Which gets us to the real point: we’re not simply preaching that people should pick a story, as if all stories are equal, and it doesn’t matter which one you pick. Only one of these stories can be true, and to truly reject the Christian story, you’ve got to personally appraise and personally reject the historical man Jesus, including his claims, his actions, and most of all his resurrection. So which story you pick is the most important decision a person will ever make.

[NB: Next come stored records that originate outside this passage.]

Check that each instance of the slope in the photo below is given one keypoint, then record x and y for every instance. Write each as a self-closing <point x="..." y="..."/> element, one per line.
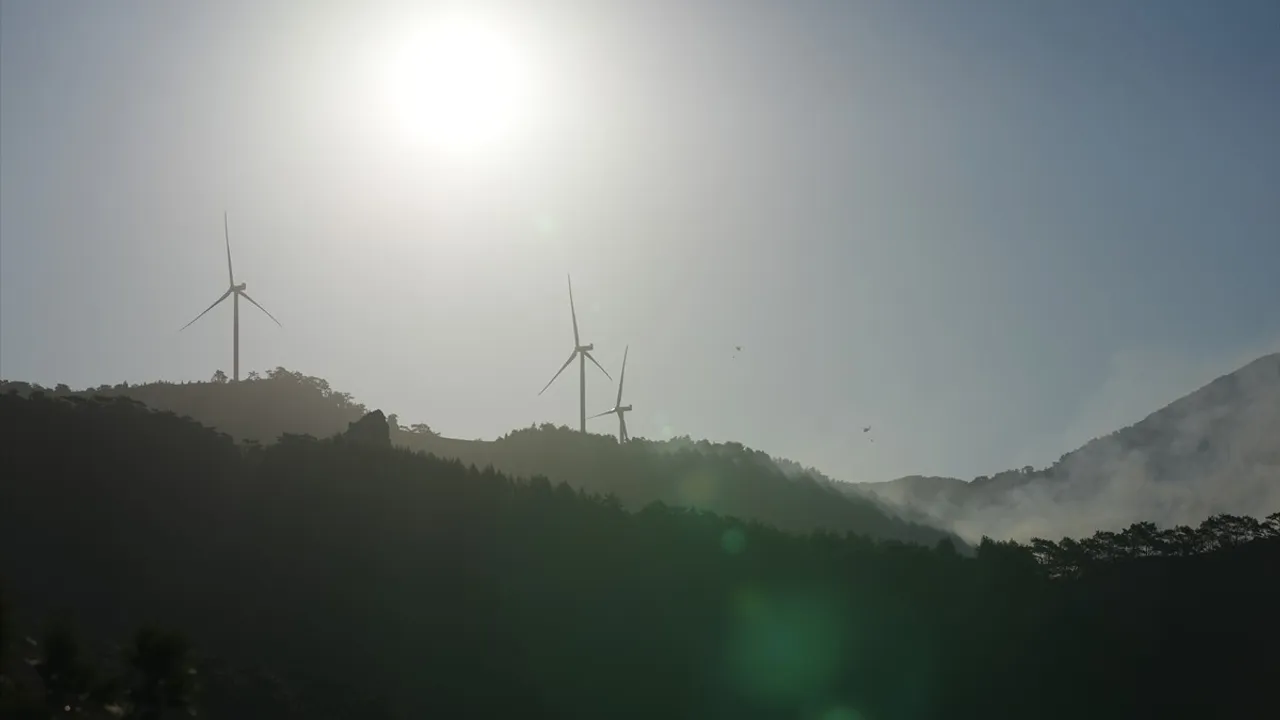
<point x="725" y="478"/>
<point x="1215" y="450"/>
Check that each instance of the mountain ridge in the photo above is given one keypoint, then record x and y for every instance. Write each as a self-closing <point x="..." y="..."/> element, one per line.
<point x="725" y="478"/>
<point x="1212" y="450"/>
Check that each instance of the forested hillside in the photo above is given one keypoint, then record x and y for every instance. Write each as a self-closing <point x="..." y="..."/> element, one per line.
<point x="725" y="478"/>
<point x="1215" y="450"/>
<point x="435" y="589"/>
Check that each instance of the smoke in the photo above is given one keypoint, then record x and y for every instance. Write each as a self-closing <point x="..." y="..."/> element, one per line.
<point x="1216" y="450"/>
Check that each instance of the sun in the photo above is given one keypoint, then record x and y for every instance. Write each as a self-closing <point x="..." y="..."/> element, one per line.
<point x="461" y="85"/>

The strength of speaking about things this way, in terms of “choosing a story” is that it describes what it actually feels like to accept the gospel. It is to hear another narrative which claims to include you, and then to step inside of it and let it become your story. This seems to be exactly what Jesus did with a lot of his parables. He would tell a little story and people would have the choice–does this story include them or not? Would they step inside the story and see things from within its confines? If not, they rejected Jesus as any kind of authority. But then, his life was telling the Big Story, and he was calling all people to acknowledge that it was their story too, and that they were in it, whether they liked it or not. Everything he did was to validate that his story was the story.
And so we continue his work. We know people are living out of other stories. We know their stories are often unexamined. But we preach the Gospel. We invite people to see the power and reality of the True Story. We invite them to finally find their place within what is.
We have found that what is real is better news than any other story that’s ever been told.